Hier

4,60 Stern(e) 7 Bewertungen

Tonmaler

Mitglied

Ich habe doch die Stühle gar nicht aus dem Fenster geworfen.
Sie will wissen, warum ich sie hinausgeworfen habe. Aber ich war das nicht. Aus welchem Grund sollte ich die hinauswerfen, frage ich sie zurück. Das weiß sie auch nicht, sagt sie.
Jetzt gehe ich zurück ins Schlafzimmer. Beide schauen zu mir.

»Hast du es nicht?«, fragt Franka. Meine Tochter.
Ich frage: »Was?«
»Du wolltest das Wasser bringen.«
»Nein«, sage ich. »Ich hole es jetzt.«

Ich laufe in die Küche, mache die Schublade auf und nehme ein Messer raus, gleich darauf kommt meine Tochter und nimmt es mir aus der Hand.
»Ich habe Hunger«, sage ich.
Niemand hier macht etwas zu essen. Das wundert mich.
Es ist Marias Aufgabe. Maria. Meine Frau. Sie macht mir das Essen nicht.

Ich gehe ins Schlafzimmer. Da liegt sie faul herum. Warum steht sie nicht auf? Was liegt sie da herum, es ist heller Tag?
Ich bin im Flur. Das Telefon klingelt. Ich gehe ran, sage hallo.
»Ich bin es, Rainer«, sagt die Stimme. »Bist du es, Papa?«
»Ja, hallo Rainer«, sage ich. »Wie geht es dir? Wo bist du?«
»In Kampala«, sagt er.
»Seit wann?«, frage ich.
Er lacht. »Seit sieben Jahren«, sagt er. »Kann ich Mama sprechen? Ist sie wach?«
»Ja, ist sie. Sie steht aber nicht auf. Sie liegt im Bett.«
»Ist gut. Kann ich sie sprechen?«
»Ja. Und wie geht es dir? Was machst du jetzt beruflich?«
»Ich bin Dolmetscher«, sagt er.
»Und wie geht es dir?«
»Danke, ganz gut im Großen und Ganzen. Und wie geht es dir? Schaust du noch Fußball?«
Fußball? Da muss ich überlegen. Ich habe schon lange kein Spiel mehr gesehen. Ich kann es gar nicht sagen.
»Hallo?«, sagt die Stimme.
»Und wo bist du?«, frage ich.
»In Kampala«, sagt er.
»Ah, in Kampala bist du jetzt. Und wann kommst du zurück?«
Meine Tochter kommt aus dem Schlafzimmer. Franka.
»Wer ist dran?«, fragt sie.
»Es ist Rainer«, sage ich. »Mein Sohn.«
Sie nimmt mir das Telefon aus der Hand.
»Hallo Rainer. Es ist schlimm«, sagt sie ins Telefon. »Wann kannst du kommen? Nein. Ich … Er hat gestern die Schläuche aus dem Sauerstoffgerät montiert und sie wäre beinahe erstickt … nein ... Ich kann nicht mehr.«

Ich gehe ins Schlafzimmer; sie soll endlich das Essen machen; ich habe Hunger. Warum macht sie es nicht?
»Steh endlich auf!« Ich stehe vor dem fremden Bett. Sie hat die Augen zu. Maria.
Da ist meine Tochter wieder. Sie heißt Franka. Sie zieht mich am Arm aus dem Zimmer.
»Papa, jetzt lass sie«, sagt sie. »Sie kann nicht aufstehen. Ich mach’ dir gleich was, warte noch kurz.« Dann ins Telefon: »Was? … Nein, das versteht er nicht. Er weiß es nicht.«
Warum telefoniert sie so lange, frage ich mich. Mit wem telefoniert sie?

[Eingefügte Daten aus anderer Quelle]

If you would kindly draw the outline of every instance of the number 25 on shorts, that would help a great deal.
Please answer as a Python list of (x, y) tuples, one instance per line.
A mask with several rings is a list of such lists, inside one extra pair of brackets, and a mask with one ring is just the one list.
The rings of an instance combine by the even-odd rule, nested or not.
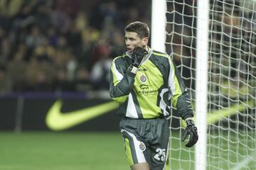
[(166, 158), (166, 149), (157, 148), (156, 152), (157, 152), (157, 154), (154, 156), (154, 158), (157, 161), (164, 162)]

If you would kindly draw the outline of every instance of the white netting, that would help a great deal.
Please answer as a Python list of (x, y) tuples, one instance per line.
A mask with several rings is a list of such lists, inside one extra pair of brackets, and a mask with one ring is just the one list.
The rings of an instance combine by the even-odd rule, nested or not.
[[(195, 103), (196, 1), (166, 2), (166, 52)], [(206, 169), (256, 169), (256, 1), (211, 0), (209, 10)], [(168, 169), (194, 169), (174, 115)]]

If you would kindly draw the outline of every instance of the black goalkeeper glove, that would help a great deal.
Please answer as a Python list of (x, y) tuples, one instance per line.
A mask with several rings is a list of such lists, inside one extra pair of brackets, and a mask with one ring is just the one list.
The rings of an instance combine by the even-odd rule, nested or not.
[(185, 144), (186, 147), (193, 147), (198, 140), (197, 128), (192, 118), (185, 120), (187, 125), (185, 130), (182, 133), (181, 141), (183, 142), (188, 135), (189, 135), (188, 142)]
[(139, 68), (142, 64), (143, 57), (147, 54), (148, 52), (145, 49), (135, 47), (132, 55), (132, 65)]

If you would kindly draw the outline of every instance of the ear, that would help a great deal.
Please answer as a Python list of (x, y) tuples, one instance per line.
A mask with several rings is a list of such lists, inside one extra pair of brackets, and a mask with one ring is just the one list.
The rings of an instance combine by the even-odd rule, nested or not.
[(149, 38), (147, 37), (144, 38), (142, 40), (142, 42), (143, 42), (143, 46), (147, 45), (149, 43)]

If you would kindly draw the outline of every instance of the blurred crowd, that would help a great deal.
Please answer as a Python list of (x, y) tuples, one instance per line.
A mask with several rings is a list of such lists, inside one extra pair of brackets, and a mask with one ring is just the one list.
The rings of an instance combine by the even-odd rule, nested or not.
[(150, 19), (146, 0), (1, 0), (0, 93), (107, 89), (125, 26)]

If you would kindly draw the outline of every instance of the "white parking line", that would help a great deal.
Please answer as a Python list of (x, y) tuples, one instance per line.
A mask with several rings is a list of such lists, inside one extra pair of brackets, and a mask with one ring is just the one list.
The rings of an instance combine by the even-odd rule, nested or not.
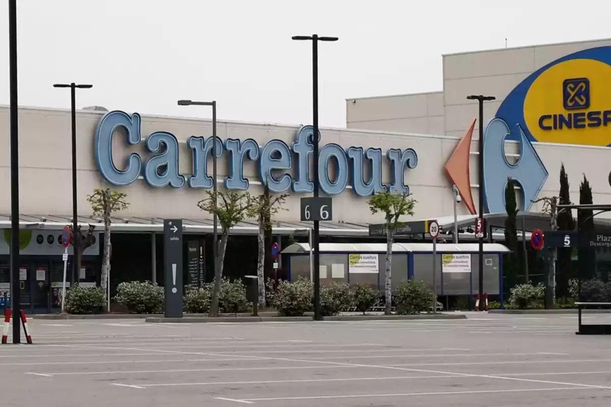
[(522, 392), (551, 392), (560, 390), (591, 390), (586, 387), (549, 387), (544, 389), (510, 389), (508, 390), (474, 390), (455, 392), (428, 392), (425, 393), (386, 393), (381, 394), (345, 394), (338, 395), (315, 395), (301, 397), (267, 397), (265, 398), (244, 398), (243, 400), (214, 397), (219, 400), (228, 400), (238, 403), (254, 403), (255, 402), (272, 402), (289, 400), (317, 400), (324, 398), (360, 398), (363, 397), (398, 397), (406, 396), (446, 395), (450, 394), (478, 394), (491, 393), (518, 393)]
[[(222, 355), (218, 355), (214, 356), (227, 356)], [(386, 366), (382, 365), (362, 365), (357, 364), (356, 363), (343, 363), (340, 362), (329, 362), (325, 361), (312, 361), (307, 359), (284, 359), (282, 358), (264, 358), (262, 356), (262, 359), (265, 359), (266, 360), (277, 360), (277, 361), (291, 361), (291, 362), (304, 362), (307, 363), (322, 363), (322, 364), (335, 364), (335, 365), (343, 365), (343, 366), (360, 366), (360, 367), (378, 367), (379, 369), (397, 369), (406, 370), (408, 372), (420, 372), (422, 373), (436, 373), (440, 375), (459, 375), (461, 376), (466, 376), (469, 377), (481, 377), (488, 379), (499, 379), (502, 380), (512, 380), (516, 381), (526, 381), (526, 382), (533, 382), (533, 383), (546, 383), (551, 384), (560, 384), (562, 386), (576, 386), (580, 387), (589, 387), (593, 389), (611, 389), (611, 387), (605, 386), (597, 386), (595, 384), (583, 384), (581, 383), (569, 383), (560, 381), (550, 381), (548, 380), (536, 380), (535, 379), (525, 379), (519, 378), (517, 377), (508, 377), (507, 376), (498, 376), (498, 375), (476, 375), (471, 373), (461, 373), (453, 372), (444, 372), (439, 370), (428, 370), (423, 369), (408, 369), (408, 368), (401, 368), (394, 366)]]

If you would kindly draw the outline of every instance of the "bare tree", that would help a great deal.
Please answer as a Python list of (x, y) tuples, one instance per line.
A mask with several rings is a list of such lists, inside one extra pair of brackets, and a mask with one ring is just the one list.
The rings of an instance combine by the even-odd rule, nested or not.
[[(543, 203), (541, 212), (549, 215), (549, 227), (552, 231), (558, 229), (558, 196), (543, 196), (532, 201), (533, 203)], [(552, 298), (556, 298), (556, 248), (549, 250), (549, 272), (547, 287), (551, 290)]]
[(280, 211), (285, 210), (282, 207), (287, 201), (288, 194), (283, 193), (272, 196), (269, 193), (269, 186), (265, 184), (263, 193), (254, 201), (256, 206), (257, 221), (259, 225), (258, 234), (257, 236), (257, 276), (258, 287), (258, 303), (262, 308), (265, 307), (265, 229), (271, 227), (272, 217)]
[(392, 284), (390, 276), (390, 262), (392, 256), (392, 242), (395, 229), (400, 226), (399, 217), (414, 215), (414, 206), (416, 200), (411, 199), (408, 193), (392, 193), (382, 191), (369, 198), (369, 209), (372, 214), (381, 212), (384, 215), (384, 226), (386, 228), (386, 270), (385, 272), (386, 310), (384, 314), (390, 314), (392, 304)]
[(231, 190), (206, 192), (208, 193), (208, 198), (198, 202), (197, 206), (210, 214), (216, 214), (221, 229), (221, 243), (219, 245), (217, 242), (213, 242), (213, 244), (219, 245), (219, 248), (216, 270), (214, 270), (214, 286), (210, 303), (210, 316), (216, 317), (219, 314), (221, 279), (223, 275), (223, 261), (225, 259), (225, 250), (229, 237), (229, 231), (244, 219), (254, 217), (257, 214), (257, 205), (254, 203), (253, 198), (248, 192), (241, 193)]
[(130, 204), (125, 201), (126, 193), (111, 190), (110, 188), (96, 188), (93, 193), (88, 195), (87, 200), (91, 204), (94, 215), (101, 215), (104, 220), (104, 249), (102, 251), (102, 272), (100, 286), (108, 296), (108, 309), (110, 311), (110, 284), (108, 274), (111, 269), (111, 225), (112, 223), (112, 212), (124, 211)]

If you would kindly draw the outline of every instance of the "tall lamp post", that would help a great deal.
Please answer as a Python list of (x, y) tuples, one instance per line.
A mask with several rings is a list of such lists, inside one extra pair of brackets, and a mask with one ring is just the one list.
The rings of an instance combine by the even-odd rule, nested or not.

Ich gehe lieber ins Wohnzimmer. Auf dem Tisch, die Blumenvase. Ich nehme sie, sie ist groß und grün, hellgrün mit gelben Kreisen.

Hier stehe ich im Garten auf der Wiese und halte eine Vase in den Händen. Ich will sie aber nicht halten, sie ist schwer, und habe keine Ahnung, was ich mit ihr tun soll, also werfe ich sie über den Gartenzaun. Ich könnte die Äste am Baum schneiden. Das ist der Birnbaum. Die Säge hängt in der Garage. An der Wand.

Ich sitze hier auf dem Balkon.
Franka kommt. »Du sollst die Herdplatten nicht anmachen. Das ist gefährlich! Ich habe gesagt, das darfst du nicht! Ich koche dann schon, verstanden?«, schreit sie mich an. Sie schaut zum Tisch. »Was macht die Säge da? Was willst du mit der Säge?«

Ich sehe die Säge. Aber ich will nichts mit ihr. Habe sie da nicht hingelegt. Ich merke mit einem Mal, ich muss pinkeln, sogar dringend.

Ich bin allein im Garten; hier höre ich meine Tochter von oben schreien.
»Papa!«, schreit sie. »Wo bist du?«
Ich rufe: im Garten.
Sie taucht auf dem Balkon auf.
»Der Teppich im Flur!«, schreit sie weiter. »Du hast schon wieder auf den Teppich gepisst!«
Aber das war ich nicht. Ich bin doch gar nicht im Flur. Sondern im Garten hier.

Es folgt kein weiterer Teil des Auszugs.